May 2011 Archives

"Wearing Down Arizona" -a talk with Sandra Soto

Prof. Sandra Soto gave a talk as part of the Colloquia Series that was co-sponsored by GWSS and Chicano Studies on Thursday April 21st. The talk was originally called "What's Wrong with Arizona" but she renamed it "Wearing Down Arizona." She spoke of her current activist work (with the Tucson 11) in response to the recent ban on Ethnic Studies as well as well as the now famous SB1070. This law would allow and require police officers to act as border enforcement agents and demand documentation from anyone "perceived" to be undocumented. One of the things I found interesting and telling is that for Tom Horne and other critics, the mere mention of "race" is considered racist i.e. the ban on Ethnic Studies classes. Prof. Soto also gave an example of the way that Horne often quotes Dr. Martin Luther King Jr. speeches that she referred to as the "deadening" of speech. Prof. Soto also spoke of the way that Horne has targeted the books used in Mexican American Studies programs (namely Occupied America) as well as youth activists as "seditious" and "militant" troublemakers. At the root of this "racialization of fear," is the hope that through aggressive and overt hate aimed at brown bodies, people will begin to "self-deport." One of my concerns that I spoke with Prof. Soto about was the rate of youth suicide for undocumented persons as an unfortunate reality of "self deportation." Prof. Soto also spoke extensively of the possibilities for queer theory to be used in critiquing the legal aspects of such initiatives as well as the deconstruction of family-valued based rhetoric. The presentation was helpful for me to think through my own research interests on how language is employed to create a racialized fear of "others." Some of the questions I had centered on how the racialization of fear has repercussions for both migrants and U.S. born people of color. How can we analyze this relationship without conflating the two very distinct experiences? How can one speak of the realities of racialization without being labeled a racist? And, what is next? If we know that Ethnic Studies is under attack throughout the country along with a rampant and seemingly acceptable xenophobia, what does can this moment teach us about "diversity" "coalitions" and "representation"?
-reina rodríguez

"News from our Families - At the Borders"

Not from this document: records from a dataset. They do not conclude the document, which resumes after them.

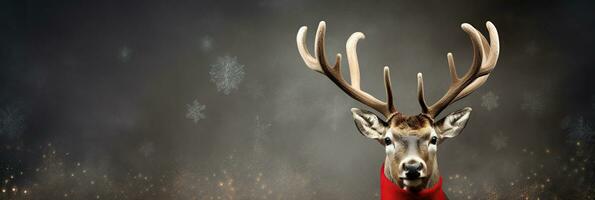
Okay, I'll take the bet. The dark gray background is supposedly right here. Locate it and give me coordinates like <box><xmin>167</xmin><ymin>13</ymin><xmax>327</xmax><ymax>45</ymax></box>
<box><xmin>1</xmin><ymin>0</ymin><xmax>594</xmax><ymax>199</ymax></box>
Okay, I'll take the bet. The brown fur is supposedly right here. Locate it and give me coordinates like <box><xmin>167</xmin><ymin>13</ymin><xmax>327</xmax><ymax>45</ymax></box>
<box><xmin>389</xmin><ymin>114</ymin><xmax>433</xmax><ymax>133</ymax></box>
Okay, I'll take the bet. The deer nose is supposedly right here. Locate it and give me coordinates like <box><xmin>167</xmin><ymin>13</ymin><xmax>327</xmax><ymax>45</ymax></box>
<box><xmin>402</xmin><ymin>161</ymin><xmax>423</xmax><ymax>179</ymax></box>
<box><xmin>402</xmin><ymin>160</ymin><xmax>424</xmax><ymax>171</ymax></box>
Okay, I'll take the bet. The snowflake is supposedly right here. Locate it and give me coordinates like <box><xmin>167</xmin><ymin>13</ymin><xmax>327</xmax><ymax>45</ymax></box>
<box><xmin>481</xmin><ymin>91</ymin><xmax>499</xmax><ymax>111</ymax></box>
<box><xmin>138</xmin><ymin>142</ymin><xmax>155</xmax><ymax>157</ymax></box>
<box><xmin>564</xmin><ymin>115</ymin><xmax>593</xmax><ymax>142</ymax></box>
<box><xmin>490</xmin><ymin>132</ymin><xmax>508</xmax><ymax>151</ymax></box>
<box><xmin>0</xmin><ymin>105</ymin><xmax>25</xmax><ymax>138</ymax></box>
<box><xmin>201</xmin><ymin>36</ymin><xmax>214</xmax><ymax>52</ymax></box>
<box><xmin>118</xmin><ymin>46</ymin><xmax>132</xmax><ymax>62</ymax></box>
<box><xmin>185</xmin><ymin>100</ymin><xmax>206</xmax><ymax>123</ymax></box>
<box><xmin>209</xmin><ymin>56</ymin><xmax>245</xmax><ymax>95</ymax></box>
<box><xmin>521</xmin><ymin>92</ymin><xmax>545</xmax><ymax>116</ymax></box>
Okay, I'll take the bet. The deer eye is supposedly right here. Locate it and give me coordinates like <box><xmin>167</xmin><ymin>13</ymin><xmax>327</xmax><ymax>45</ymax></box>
<box><xmin>430</xmin><ymin>136</ymin><xmax>438</xmax><ymax>145</ymax></box>
<box><xmin>384</xmin><ymin>137</ymin><xmax>392</xmax><ymax>145</ymax></box>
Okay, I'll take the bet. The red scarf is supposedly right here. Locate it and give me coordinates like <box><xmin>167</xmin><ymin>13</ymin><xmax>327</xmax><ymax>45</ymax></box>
<box><xmin>380</xmin><ymin>163</ymin><xmax>447</xmax><ymax>200</ymax></box>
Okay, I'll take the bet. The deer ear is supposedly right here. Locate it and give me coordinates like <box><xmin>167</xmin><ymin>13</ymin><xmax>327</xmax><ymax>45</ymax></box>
<box><xmin>434</xmin><ymin>107</ymin><xmax>472</xmax><ymax>139</ymax></box>
<box><xmin>351</xmin><ymin>108</ymin><xmax>387</xmax><ymax>139</ymax></box>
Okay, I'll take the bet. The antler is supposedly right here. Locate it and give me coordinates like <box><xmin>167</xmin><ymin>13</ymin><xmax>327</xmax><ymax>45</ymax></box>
<box><xmin>418</xmin><ymin>21</ymin><xmax>500</xmax><ymax>118</ymax></box>
<box><xmin>297</xmin><ymin>21</ymin><xmax>397</xmax><ymax>118</ymax></box>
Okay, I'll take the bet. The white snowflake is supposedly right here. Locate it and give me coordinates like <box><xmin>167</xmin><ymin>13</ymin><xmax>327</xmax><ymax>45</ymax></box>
<box><xmin>118</xmin><ymin>46</ymin><xmax>132</xmax><ymax>62</ymax></box>
<box><xmin>201</xmin><ymin>36</ymin><xmax>214</xmax><ymax>52</ymax></box>
<box><xmin>209</xmin><ymin>56</ymin><xmax>245</xmax><ymax>95</ymax></box>
<box><xmin>564</xmin><ymin>115</ymin><xmax>593</xmax><ymax>142</ymax></box>
<box><xmin>185</xmin><ymin>100</ymin><xmax>206</xmax><ymax>123</ymax></box>
<box><xmin>0</xmin><ymin>105</ymin><xmax>25</xmax><ymax>138</ymax></box>
<box><xmin>138</xmin><ymin>142</ymin><xmax>155</xmax><ymax>157</ymax></box>
<box><xmin>521</xmin><ymin>92</ymin><xmax>545</xmax><ymax>116</ymax></box>
<box><xmin>490</xmin><ymin>132</ymin><xmax>508</xmax><ymax>151</ymax></box>
<box><xmin>481</xmin><ymin>91</ymin><xmax>499</xmax><ymax>111</ymax></box>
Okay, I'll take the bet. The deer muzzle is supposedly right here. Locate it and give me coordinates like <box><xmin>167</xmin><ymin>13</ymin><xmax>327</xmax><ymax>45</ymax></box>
<box><xmin>404</xmin><ymin>162</ymin><xmax>423</xmax><ymax>179</ymax></box>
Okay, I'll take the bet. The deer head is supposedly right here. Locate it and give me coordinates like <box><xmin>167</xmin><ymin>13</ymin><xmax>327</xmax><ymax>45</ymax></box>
<box><xmin>297</xmin><ymin>21</ymin><xmax>499</xmax><ymax>191</ymax></box>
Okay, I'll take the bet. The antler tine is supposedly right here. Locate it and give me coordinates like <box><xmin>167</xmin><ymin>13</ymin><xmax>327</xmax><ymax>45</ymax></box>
<box><xmin>297</xmin><ymin>24</ymin><xmax>323</xmax><ymax>73</ymax></box>
<box><xmin>419</xmin><ymin>22</ymin><xmax>500</xmax><ymax>118</ymax></box>
<box><xmin>417</xmin><ymin>73</ymin><xmax>429</xmax><ymax>114</ymax></box>
<box><xmin>297</xmin><ymin>21</ymin><xmax>397</xmax><ymax>118</ymax></box>
<box><xmin>453</xmin><ymin>21</ymin><xmax>499</xmax><ymax>102</ymax></box>
<box><xmin>447</xmin><ymin>53</ymin><xmax>458</xmax><ymax>82</ymax></box>
<box><xmin>384</xmin><ymin>66</ymin><xmax>397</xmax><ymax>114</ymax></box>
<box><xmin>346</xmin><ymin>32</ymin><xmax>365</xmax><ymax>90</ymax></box>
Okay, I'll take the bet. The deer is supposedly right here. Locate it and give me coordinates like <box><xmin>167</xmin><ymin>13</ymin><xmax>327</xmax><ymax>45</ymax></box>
<box><xmin>296</xmin><ymin>21</ymin><xmax>499</xmax><ymax>200</ymax></box>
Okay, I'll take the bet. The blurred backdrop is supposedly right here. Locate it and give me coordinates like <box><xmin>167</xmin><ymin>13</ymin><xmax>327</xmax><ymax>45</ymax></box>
<box><xmin>1</xmin><ymin>0</ymin><xmax>594</xmax><ymax>199</ymax></box>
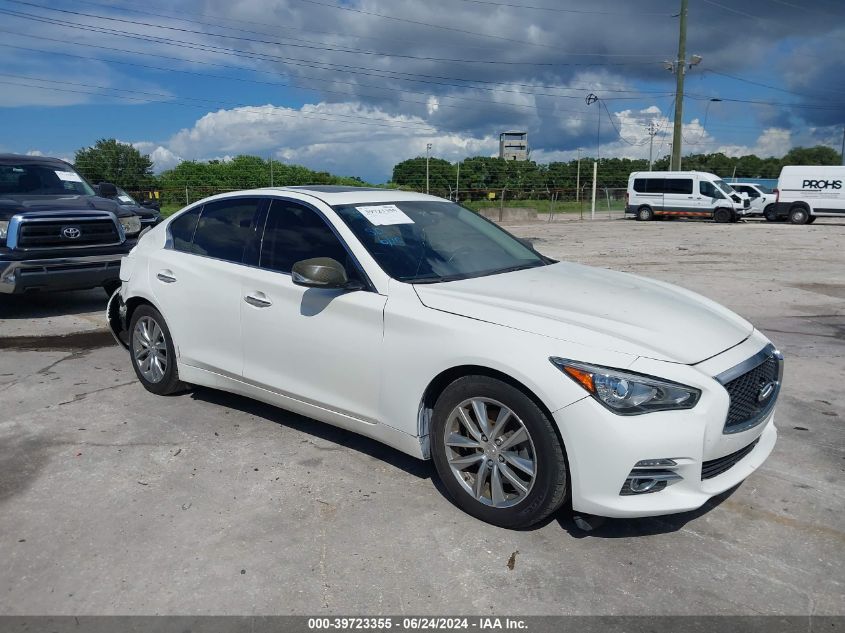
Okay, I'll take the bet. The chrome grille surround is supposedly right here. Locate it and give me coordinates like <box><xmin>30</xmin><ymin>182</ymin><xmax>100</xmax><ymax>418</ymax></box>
<box><xmin>715</xmin><ymin>343</ymin><xmax>784</xmax><ymax>434</ymax></box>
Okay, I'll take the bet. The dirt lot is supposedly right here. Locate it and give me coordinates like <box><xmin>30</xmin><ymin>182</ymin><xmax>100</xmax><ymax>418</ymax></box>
<box><xmin>1</xmin><ymin>217</ymin><xmax>843</xmax><ymax>615</ymax></box>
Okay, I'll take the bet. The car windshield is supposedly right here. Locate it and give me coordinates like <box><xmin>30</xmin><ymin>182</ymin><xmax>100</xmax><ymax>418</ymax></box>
<box><xmin>333</xmin><ymin>200</ymin><xmax>547</xmax><ymax>283</ymax></box>
<box><xmin>0</xmin><ymin>163</ymin><xmax>95</xmax><ymax>196</ymax></box>
<box><xmin>116</xmin><ymin>187</ymin><xmax>138</xmax><ymax>205</ymax></box>
<box><xmin>715</xmin><ymin>179</ymin><xmax>735</xmax><ymax>195</ymax></box>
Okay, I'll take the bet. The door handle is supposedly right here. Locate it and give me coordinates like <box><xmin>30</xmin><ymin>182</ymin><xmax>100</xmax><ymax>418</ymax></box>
<box><xmin>156</xmin><ymin>270</ymin><xmax>177</xmax><ymax>283</ymax></box>
<box><xmin>244</xmin><ymin>292</ymin><xmax>272</xmax><ymax>308</ymax></box>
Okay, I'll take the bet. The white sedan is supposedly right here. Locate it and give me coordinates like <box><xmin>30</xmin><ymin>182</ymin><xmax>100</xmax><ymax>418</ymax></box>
<box><xmin>108</xmin><ymin>187</ymin><xmax>782</xmax><ymax>528</ymax></box>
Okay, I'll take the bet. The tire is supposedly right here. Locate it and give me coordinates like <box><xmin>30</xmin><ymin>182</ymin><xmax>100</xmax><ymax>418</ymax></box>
<box><xmin>103</xmin><ymin>280</ymin><xmax>121</xmax><ymax>297</ymax></box>
<box><xmin>430</xmin><ymin>376</ymin><xmax>568</xmax><ymax>529</ymax></box>
<box><xmin>763</xmin><ymin>205</ymin><xmax>778</xmax><ymax>222</ymax></box>
<box><xmin>636</xmin><ymin>206</ymin><xmax>654</xmax><ymax>221</ymax></box>
<box><xmin>713</xmin><ymin>207</ymin><xmax>732</xmax><ymax>223</ymax></box>
<box><xmin>789</xmin><ymin>206</ymin><xmax>809</xmax><ymax>225</ymax></box>
<box><xmin>128</xmin><ymin>304</ymin><xmax>185</xmax><ymax>395</ymax></box>
<box><xmin>807</xmin><ymin>215</ymin><xmax>817</xmax><ymax>224</ymax></box>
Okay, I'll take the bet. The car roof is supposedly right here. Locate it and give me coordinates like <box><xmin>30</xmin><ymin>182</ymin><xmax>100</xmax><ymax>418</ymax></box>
<box><xmin>0</xmin><ymin>153</ymin><xmax>73</xmax><ymax>167</ymax></box>
<box><xmin>251</xmin><ymin>186</ymin><xmax>442</xmax><ymax>206</ymax></box>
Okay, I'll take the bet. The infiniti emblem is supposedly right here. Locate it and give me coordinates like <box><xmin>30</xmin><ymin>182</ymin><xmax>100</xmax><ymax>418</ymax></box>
<box><xmin>757</xmin><ymin>381</ymin><xmax>776</xmax><ymax>403</ymax></box>
<box><xmin>62</xmin><ymin>226</ymin><xmax>82</xmax><ymax>239</ymax></box>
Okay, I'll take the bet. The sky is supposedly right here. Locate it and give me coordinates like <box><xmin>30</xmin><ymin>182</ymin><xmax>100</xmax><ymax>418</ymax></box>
<box><xmin>0</xmin><ymin>0</ymin><xmax>844</xmax><ymax>183</ymax></box>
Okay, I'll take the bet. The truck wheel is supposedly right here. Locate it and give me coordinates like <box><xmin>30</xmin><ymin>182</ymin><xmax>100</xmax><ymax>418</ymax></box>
<box><xmin>807</xmin><ymin>216</ymin><xmax>817</xmax><ymax>224</ymax></box>
<box><xmin>714</xmin><ymin>208</ymin><xmax>732</xmax><ymax>223</ymax></box>
<box><xmin>636</xmin><ymin>206</ymin><xmax>654</xmax><ymax>221</ymax></box>
<box><xmin>763</xmin><ymin>205</ymin><xmax>778</xmax><ymax>222</ymax></box>
<box><xmin>789</xmin><ymin>206</ymin><xmax>809</xmax><ymax>225</ymax></box>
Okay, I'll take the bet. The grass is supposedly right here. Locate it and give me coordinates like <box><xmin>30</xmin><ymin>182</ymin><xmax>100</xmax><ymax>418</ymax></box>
<box><xmin>159</xmin><ymin>204</ymin><xmax>182</xmax><ymax>217</ymax></box>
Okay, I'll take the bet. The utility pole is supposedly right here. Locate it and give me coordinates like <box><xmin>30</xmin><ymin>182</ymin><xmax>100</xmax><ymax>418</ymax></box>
<box><xmin>425</xmin><ymin>143</ymin><xmax>432</xmax><ymax>194</ymax></box>
<box><xmin>576</xmin><ymin>148</ymin><xmax>582</xmax><ymax>202</ymax></box>
<box><xmin>671</xmin><ymin>0</ymin><xmax>688</xmax><ymax>171</ymax></box>
<box><xmin>841</xmin><ymin>126</ymin><xmax>845</xmax><ymax>166</ymax></box>
<box><xmin>647</xmin><ymin>122</ymin><xmax>657</xmax><ymax>171</ymax></box>
<box><xmin>455</xmin><ymin>161</ymin><xmax>460</xmax><ymax>201</ymax></box>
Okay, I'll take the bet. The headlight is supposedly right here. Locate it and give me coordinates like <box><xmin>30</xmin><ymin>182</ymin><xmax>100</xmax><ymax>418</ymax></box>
<box><xmin>0</xmin><ymin>220</ymin><xmax>8</xmax><ymax>243</ymax></box>
<box><xmin>120</xmin><ymin>215</ymin><xmax>142</xmax><ymax>236</ymax></box>
<box><xmin>550</xmin><ymin>358</ymin><xmax>700</xmax><ymax>415</ymax></box>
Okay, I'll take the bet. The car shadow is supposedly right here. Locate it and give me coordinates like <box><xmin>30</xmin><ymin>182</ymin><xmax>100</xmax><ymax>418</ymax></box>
<box><xmin>188</xmin><ymin>386</ymin><xmax>434</xmax><ymax>481</ymax></box>
<box><xmin>550</xmin><ymin>483</ymin><xmax>743</xmax><ymax>538</ymax></box>
<box><xmin>0</xmin><ymin>288</ymin><xmax>107</xmax><ymax>319</ymax></box>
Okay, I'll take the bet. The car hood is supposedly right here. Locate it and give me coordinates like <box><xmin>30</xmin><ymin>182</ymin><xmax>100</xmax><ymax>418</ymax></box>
<box><xmin>413</xmin><ymin>262</ymin><xmax>753</xmax><ymax>364</ymax></box>
<box><xmin>0</xmin><ymin>194</ymin><xmax>130</xmax><ymax>219</ymax></box>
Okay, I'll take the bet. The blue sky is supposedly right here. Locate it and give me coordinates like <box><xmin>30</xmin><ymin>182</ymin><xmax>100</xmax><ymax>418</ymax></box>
<box><xmin>1</xmin><ymin>0</ymin><xmax>843</xmax><ymax>183</ymax></box>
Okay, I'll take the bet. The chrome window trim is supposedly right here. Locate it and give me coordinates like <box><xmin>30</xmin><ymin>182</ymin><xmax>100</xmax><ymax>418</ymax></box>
<box><xmin>715</xmin><ymin>343</ymin><xmax>784</xmax><ymax>435</ymax></box>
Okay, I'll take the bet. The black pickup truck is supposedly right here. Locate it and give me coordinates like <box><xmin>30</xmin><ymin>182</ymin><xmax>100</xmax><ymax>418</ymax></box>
<box><xmin>0</xmin><ymin>154</ymin><xmax>140</xmax><ymax>295</ymax></box>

This talk sponsored by the Diversity & Equality, the Women's Center, and the GLBTA Programs Office as well as our very own GWSS department featured professors Daniel Brauer form ASU, Charles Morris from Boston College as well as Karma Chavez from the University of Wisconsin-Madison. Being that I has recently read Chavez's "Spacializing Performativity" article that spoke of the death of Victoria Arellano, I was very looking forward to the talk. The panelists spoke of the possibilities of coalition building among LGBT and migration activist and scholars and touched on the potential risks of such coalitions. Prof. Brauer began his discussion by speaking about the prominence and visibility of the Westboro Baptist Church and the ways that homophobia was understood/presented it media during the protests at military funerals as opposed to protests targeting funerals of LGBTQ community members. Prof. Morris spoke of a news story that claimed to "transcend race and sexuality" wherein a picture of a "modern" queer family was located in a "liminal space" in the queer archive. I found this quite interesting with regard to how visibility becomes negotiated for queer families. What is lost in this media story / queer archive? What is gained from this type of visibility especially one that claims to transcend both sexuality and race? Prof. Chavez's talk was most interesting to me because it focused on asking this question. In the "coming out of the shadows" narrative of undocumented youth exclaiming that they are "undocumented and unafraid" what is at stake for the LGBTQ youth that demand to be recognized wholly? What can be gained from coalition movements? Is there always a common ground or is one aspect always being overlooked/ignored/trumped?